Does unfavourable treatment on the grounds of vulnerability for reasons including immigration status constitute race discrimination?

No, says the EAT in Taiwo v Olaigbe, because the vulnerability of foreign national domestic workers is not indissociably linked with migrant status.

The Claimant, a Nigerian woman, worked as a domestic worker in the home of the Respondents between February 2010 and January 2011. Upon her departure, she was assisted by North Kensington Law Centre in bringing a number of claims, including a claim for direct, or alternatively, indirect race discrimination.

The employment tribunal made a finding of fact (which was not appealed) that the Claimant had been treated in an appalling manner by the Respondents and upheld nearly all of the Claimant's claims. However, the tribunal held that the treatment she had suffered did not amount to direct or indirect race discrimination. The tribunal dismissed these claims and the Claimant appealed.

The EAT upheld the decision of the tribunal and held that unfavourable treatment of the employee did not constitute direct or indirect race discrimination. This was even though the tribunal had found that such treatment was strongly associated with her vulnerability caused by her lack of English and dependence on her employer for her right to stay in the UK.  The presence of other factors which caused her vulnerability (such as low socio-economic status and the imbalance of power in the relationship between the Claimant and the Respondents) meant that the factual cause of the unfavourable treatment of the claimant was not indissociably linked to immigration status.

The EAT rejected the indirect race discrimination claim on the basis that in this case there was no appropriate provision, criteria or practice (PCP) which put the Claimant (and her racial group) at a substantial disadvantage. Mistreatment could not amount to a PCP.

Permission to appeal is currently being sought by the Claimant.

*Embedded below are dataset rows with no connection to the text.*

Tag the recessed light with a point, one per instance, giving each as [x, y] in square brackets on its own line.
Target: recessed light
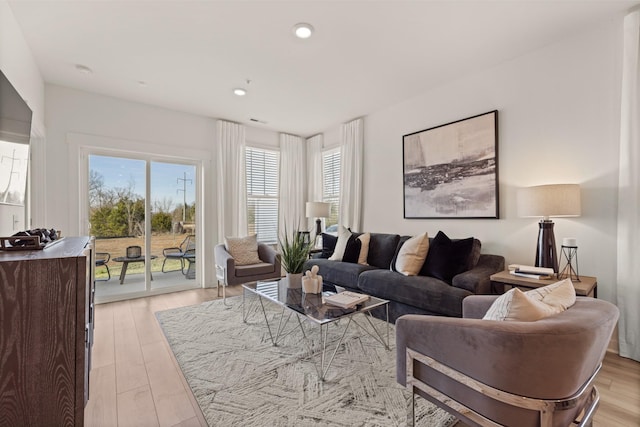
[83, 69]
[303, 30]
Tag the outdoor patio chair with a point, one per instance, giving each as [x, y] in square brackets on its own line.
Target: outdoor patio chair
[187, 247]
[102, 258]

Importantly, the EAT also held that legal costs can be recovered by a third party who is funding litigation, even though the party themselves is not incurring the cost. North Kensington Law Centre was able to assist the Claimant without charging her by funding from the Legal Services Commission. The costs incurred by North Kensington Law Centre were to be treated as costs incurred by the Claimant for the purposes of a costs application.